DTD: I ate there yesterday! Mostly, I grew up in the East Coast.

JDC: Where?

DTD: New Jersey. New York, New Jersey, right in that corridor.

JDC: My grandparents were there.

DTD: Everybody was there at some point, but that hard-core East Coast Jewish deli food is really lacking in California. There’s none of it around except Brent’s. Have you been to East Coast delis a lot? There are certain things, little touches that you just never see. Black and white cookies. It’s called a “black and white cookie”. They’re like [gestures to show size] this big, and half frosted, black and half frosted white.

JDC: I know it from Seinfeld.

DTD: They have them at Brent’s and nowhere else [I know] in California. And a ridiculously huge pastrami sandwich that you need a whole loaf of bread to finish off.

JDC: So that’s my mom. Whenever we would go to the East Coast, my mom would need to get her Philly cheesesteak. So she’s been hunting for the good Philly cheesesteak for a long time. And we have finally found a spot. They’re from Philly. Like, these are Philadelphia people who have moved to L.A. for whatever reason, and their Philly cheesesteak is great.

DTD: That’s what L.A. is built of.

JDC: Exactly.

At this point, a very kind waiter asked if we needed to-go boxes for our pathetic crumbs of food left on the table. Both of us were traveling, so unfortunately neither of us could take it. Which made us sad, and the waiter sad. So we pined for the delicious delicious food that could not be.

DTD: So you found it. Philly cheesesteak.

JDC: We finally found it in Burbank. Reasonably close to where we live. So we got that for her birthday. It’s actually pretty good. I don’t know if you’re a Philly cheesesteak guy.

DTD: They’re good.

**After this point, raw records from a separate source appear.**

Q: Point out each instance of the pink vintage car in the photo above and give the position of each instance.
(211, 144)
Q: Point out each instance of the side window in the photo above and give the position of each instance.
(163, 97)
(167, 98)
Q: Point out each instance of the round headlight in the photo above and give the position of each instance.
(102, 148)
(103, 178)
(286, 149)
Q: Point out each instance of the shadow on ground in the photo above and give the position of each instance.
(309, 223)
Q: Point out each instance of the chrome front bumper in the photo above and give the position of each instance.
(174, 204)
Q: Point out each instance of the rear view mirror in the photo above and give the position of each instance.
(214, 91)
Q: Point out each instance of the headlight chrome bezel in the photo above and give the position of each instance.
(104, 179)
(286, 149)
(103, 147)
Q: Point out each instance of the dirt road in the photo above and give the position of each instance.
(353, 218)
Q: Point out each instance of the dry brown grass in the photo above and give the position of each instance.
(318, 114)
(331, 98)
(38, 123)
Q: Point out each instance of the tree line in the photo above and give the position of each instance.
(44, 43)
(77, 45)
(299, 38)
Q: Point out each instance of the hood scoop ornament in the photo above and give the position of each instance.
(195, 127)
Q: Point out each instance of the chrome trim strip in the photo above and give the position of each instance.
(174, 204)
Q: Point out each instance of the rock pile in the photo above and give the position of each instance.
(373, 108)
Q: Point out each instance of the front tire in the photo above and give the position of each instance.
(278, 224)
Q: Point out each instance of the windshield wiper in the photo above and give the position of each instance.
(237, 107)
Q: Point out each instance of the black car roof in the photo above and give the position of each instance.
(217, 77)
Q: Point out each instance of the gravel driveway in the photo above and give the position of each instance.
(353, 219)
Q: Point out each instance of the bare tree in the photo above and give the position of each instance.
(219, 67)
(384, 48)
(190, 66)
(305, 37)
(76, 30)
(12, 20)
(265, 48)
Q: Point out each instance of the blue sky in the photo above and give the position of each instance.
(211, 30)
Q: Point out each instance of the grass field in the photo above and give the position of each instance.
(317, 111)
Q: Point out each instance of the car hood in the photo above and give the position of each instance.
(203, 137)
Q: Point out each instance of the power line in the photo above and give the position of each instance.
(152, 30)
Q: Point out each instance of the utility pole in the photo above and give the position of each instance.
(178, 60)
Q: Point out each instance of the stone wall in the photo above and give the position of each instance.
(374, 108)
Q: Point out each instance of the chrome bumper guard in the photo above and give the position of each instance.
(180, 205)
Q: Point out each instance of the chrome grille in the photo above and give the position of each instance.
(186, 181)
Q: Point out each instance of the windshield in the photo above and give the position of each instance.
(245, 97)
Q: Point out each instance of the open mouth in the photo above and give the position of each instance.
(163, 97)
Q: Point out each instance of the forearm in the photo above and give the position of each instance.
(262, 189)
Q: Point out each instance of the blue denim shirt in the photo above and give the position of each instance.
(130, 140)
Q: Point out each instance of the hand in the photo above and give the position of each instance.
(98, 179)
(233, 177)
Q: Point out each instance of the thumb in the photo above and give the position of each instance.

I’ve had my share of good ones in New Jersey and Philly.

JDC: So, it’s a mistake that everyone seems to make is that they cook up a steak, and then they put slabs of cheese on top and put it in the sandwich.

BOTH: You cook the cheese on the grill!

JDC: To be fair, I think L.A. is actually a great place for cuisine. You can find everything here, and you can find a good version of everything here.

DTD: I’m heading south, going all the way down to Chula Vista, which is where I’ve got family, then kind of migrating back north and on my way home. I’ve got a friend in L.A. who’s promised me amazing Vietnamese food then.

JDC: Have you tried Ethiopian food?

DTD: Oh, yeah, love it.

JDC: Little Ethiopia here in Fairfax is good.

DTD: How can I still be hungry for these things? I am so full.

JDC: L.A. has good everything. You can find at least 2 places for every ethnicity in L.A.

DTD: I hate driving around L.A., I hate parking. I hate managing things, but everywhere I end up in L.A., I love. It’s so bizarre.

JDC: Actually, Mayor Eric Garcetti showed up to one of our full office meetings back when I used to work at the office because he was friends with the CEO of the company, and he gave a speech. And in his speech, I can only assume he wasn’t just making it up, he said, L.A. is the largest Mexican city in the world, or second largest after Mexico City. It’s the largest, or second largest, Korean city in the world.

DTD: I’ve heard the stats and it blows me away.

JDC: It’s the second or third largest Filipino city in the world. There’s like 15 ethnicities in which L.A. is the top 1 to 4 in the world of that ethnicity. It’s nuts.

JDC: Good stuff, man.

DTD: Thank you. Thank you. Thank you.